Along one of these new-to-us alleys, we find some small restaurants and pick one, Le Prince de Minorque, with tables out in the alley, for lunch. It’s the last day, so we go for a couple of classics: Michèle takes Steak-Frites and I go for the Duck Confit Parmentière.
We select a bottle of Clos de Clapisses 2007, Vin du Pays Coteaux du Salagou, 12.5% ABV, produced by Bruno Peyre in Octon (60 kilometres east of Montpellier). It’s 100% Carignan, harvested by hand. Although growers cut its production by 2/3 over the past 20 years, Carignan still is the most planted grape variety in Languedoc. But it really gets no respect. It has very high yields, making a lot of very ordinary wine. With its deep colour and rustic tannins, winemakers traditionally use it as a blending grape. But some young winemakers are trying to rescue Carignan from the depths of contempt. This wine has aromas of red fruit (carbonic maceration), dried herbs (the Garrigue), and liquorice. Definite tannins but not aggressive. Good length. Excellent with both the steak and the duck. Keep up the good work, Bruno!
For dessert, two more classics: Crème Brûlée and melting chocolate cake. With two espressos, it’s a perfect final lunch.
Ah…and dinner? Dinner is with Bob and Nathalie at Les Vignes, also in the old city centre.
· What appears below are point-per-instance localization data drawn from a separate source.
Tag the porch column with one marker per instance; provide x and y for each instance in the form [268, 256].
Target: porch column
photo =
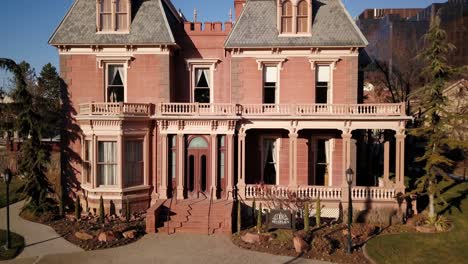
[293, 159]
[386, 162]
[120, 160]
[214, 165]
[180, 165]
[241, 164]
[346, 141]
[230, 165]
[400, 160]
[163, 188]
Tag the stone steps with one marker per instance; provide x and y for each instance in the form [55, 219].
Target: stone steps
[191, 216]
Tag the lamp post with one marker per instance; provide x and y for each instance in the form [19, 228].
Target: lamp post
[349, 179]
[8, 176]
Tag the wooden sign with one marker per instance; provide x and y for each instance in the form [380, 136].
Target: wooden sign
[281, 219]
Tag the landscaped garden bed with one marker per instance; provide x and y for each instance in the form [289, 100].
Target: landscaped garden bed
[90, 233]
[17, 245]
[328, 243]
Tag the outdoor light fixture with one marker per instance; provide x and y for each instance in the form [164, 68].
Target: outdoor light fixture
[8, 175]
[349, 179]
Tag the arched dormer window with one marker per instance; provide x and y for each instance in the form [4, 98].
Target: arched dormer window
[302, 17]
[113, 15]
[294, 17]
[287, 17]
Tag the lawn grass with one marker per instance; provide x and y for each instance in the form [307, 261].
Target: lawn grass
[450, 247]
[17, 244]
[15, 184]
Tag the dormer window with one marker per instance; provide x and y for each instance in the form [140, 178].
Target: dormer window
[294, 17]
[113, 15]
[302, 17]
[286, 17]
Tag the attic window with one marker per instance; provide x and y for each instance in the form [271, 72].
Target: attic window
[286, 17]
[113, 15]
[294, 17]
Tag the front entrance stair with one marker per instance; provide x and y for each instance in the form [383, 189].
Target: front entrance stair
[190, 216]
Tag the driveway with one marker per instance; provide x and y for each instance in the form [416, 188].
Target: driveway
[39, 239]
[44, 246]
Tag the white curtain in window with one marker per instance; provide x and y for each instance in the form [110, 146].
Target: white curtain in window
[271, 74]
[274, 152]
[107, 156]
[323, 73]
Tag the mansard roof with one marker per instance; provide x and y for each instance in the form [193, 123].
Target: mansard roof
[149, 26]
[332, 26]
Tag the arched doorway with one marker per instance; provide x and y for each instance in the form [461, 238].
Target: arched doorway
[198, 169]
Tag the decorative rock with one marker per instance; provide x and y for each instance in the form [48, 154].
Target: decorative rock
[106, 236]
[129, 234]
[300, 245]
[83, 236]
[250, 238]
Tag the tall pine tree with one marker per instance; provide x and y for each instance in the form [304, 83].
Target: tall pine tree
[34, 156]
[436, 124]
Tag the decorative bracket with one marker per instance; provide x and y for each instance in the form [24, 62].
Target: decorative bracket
[270, 61]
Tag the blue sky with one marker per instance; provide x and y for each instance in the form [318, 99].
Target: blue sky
[28, 24]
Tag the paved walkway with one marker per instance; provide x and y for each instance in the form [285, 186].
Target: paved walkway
[39, 239]
[153, 248]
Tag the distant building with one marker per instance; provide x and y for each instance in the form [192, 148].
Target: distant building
[393, 34]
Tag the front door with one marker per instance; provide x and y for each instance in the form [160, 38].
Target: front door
[197, 180]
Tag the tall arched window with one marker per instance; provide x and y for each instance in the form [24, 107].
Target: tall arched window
[286, 17]
[302, 17]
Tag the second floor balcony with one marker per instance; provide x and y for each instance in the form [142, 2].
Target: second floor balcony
[197, 110]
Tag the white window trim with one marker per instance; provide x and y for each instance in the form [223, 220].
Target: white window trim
[277, 138]
[106, 76]
[331, 62]
[294, 32]
[272, 62]
[331, 141]
[193, 65]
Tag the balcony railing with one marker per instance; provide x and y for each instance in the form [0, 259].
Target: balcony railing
[246, 110]
[115, 109]
[196, 109]
[358, 193]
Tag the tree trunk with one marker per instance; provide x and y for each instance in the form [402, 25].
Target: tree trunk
[431, 205]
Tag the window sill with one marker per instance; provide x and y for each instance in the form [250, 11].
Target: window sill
[112, 32]
[298, 35]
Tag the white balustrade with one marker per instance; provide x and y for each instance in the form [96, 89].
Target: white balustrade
[373, 193]
[109, 109]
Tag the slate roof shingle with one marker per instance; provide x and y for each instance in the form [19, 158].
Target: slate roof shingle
[332, 26]
[149, 26]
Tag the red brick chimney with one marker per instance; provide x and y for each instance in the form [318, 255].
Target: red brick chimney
[238, 6]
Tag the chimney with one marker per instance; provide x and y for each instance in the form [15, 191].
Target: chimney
[238, 6]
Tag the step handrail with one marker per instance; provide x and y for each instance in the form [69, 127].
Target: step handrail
[169, 211]
[209, 210]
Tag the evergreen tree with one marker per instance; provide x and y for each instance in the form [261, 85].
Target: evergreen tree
[34, 155]
[436, 121]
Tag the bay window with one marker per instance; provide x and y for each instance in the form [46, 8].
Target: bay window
[107, 163]
[133, 163]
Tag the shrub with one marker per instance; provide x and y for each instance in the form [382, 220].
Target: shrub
[77, 208]
[306, 217]
[239, 223]
[101, 210]
[259, 219]
[127, 210]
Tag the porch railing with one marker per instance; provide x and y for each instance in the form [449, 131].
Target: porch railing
[247, 110]
[358, 193]
[373, 193]
[108, 109]
[196, 109]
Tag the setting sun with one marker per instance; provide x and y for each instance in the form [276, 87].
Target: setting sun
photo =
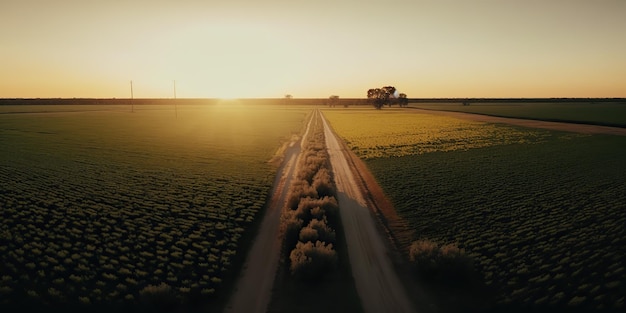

The aperitif is at our apartment; it’s the L’Etincelle 2008 that we bought at Mas Cal Demoura. Delicious.
At the restaurant, for appetizer we take foie gras and lobster raviolis. With these two appetizers I chose a Muscat Sec 2008, Vin de Pays D’Oc, 13.5% ABV, produced by Domaine de Valcyre Benezech in Valflaunès, 25 kilometres straight north of Montpellier. I’m usually pretty good (yet modest) with matching wine with food, and I like to stretch the envelope, but this wine doesn’t work at all. It turns out to be very dry, and I was expecting something at least a bit off-dry. (Yes, I know that “sec” means “dry”.) You know, you want the restaurant sommelier to steer you in a better direction but sometimes, you don’t ask, they don’t tell. It’s through our mistakes that we gain wisdom.
For the mains, most of us take the filet de Taureau de Camargue, with a thyme sauce and cèpes risotto. For a wine, I have a good idea but, this time, I ask the sommelier for some advice! Maybe there’s a hidden treasure on the list? She suggests Clos Sorian 2005, Coteaux de Languedoc, 13% ABV produced by Alain Martin in St-Bauzille-de-la-Sylve, 40 kilometres due west of Montpellier. A blend of Grenache and Syrah, it has aromas of blackberry, garrigue, sweet spices, and liquorice. Good acidity and soft tannins to balance the fruit. Great with the bull.
A marvellous end to a fantastic trip. Merci, Languedoc!
For photo highlights, go to http://www.facebook.com/album.php?aid=10627&id=100000148392134&l=ddc51dd8ba
P.S. Through our four weeks in Montpellier, it didn’t rain once (although the rain caught us one day outside of Montpellier). As our plane takes off to leave, the rain begins to fall. Montpellier gets 40 mm of rain that day.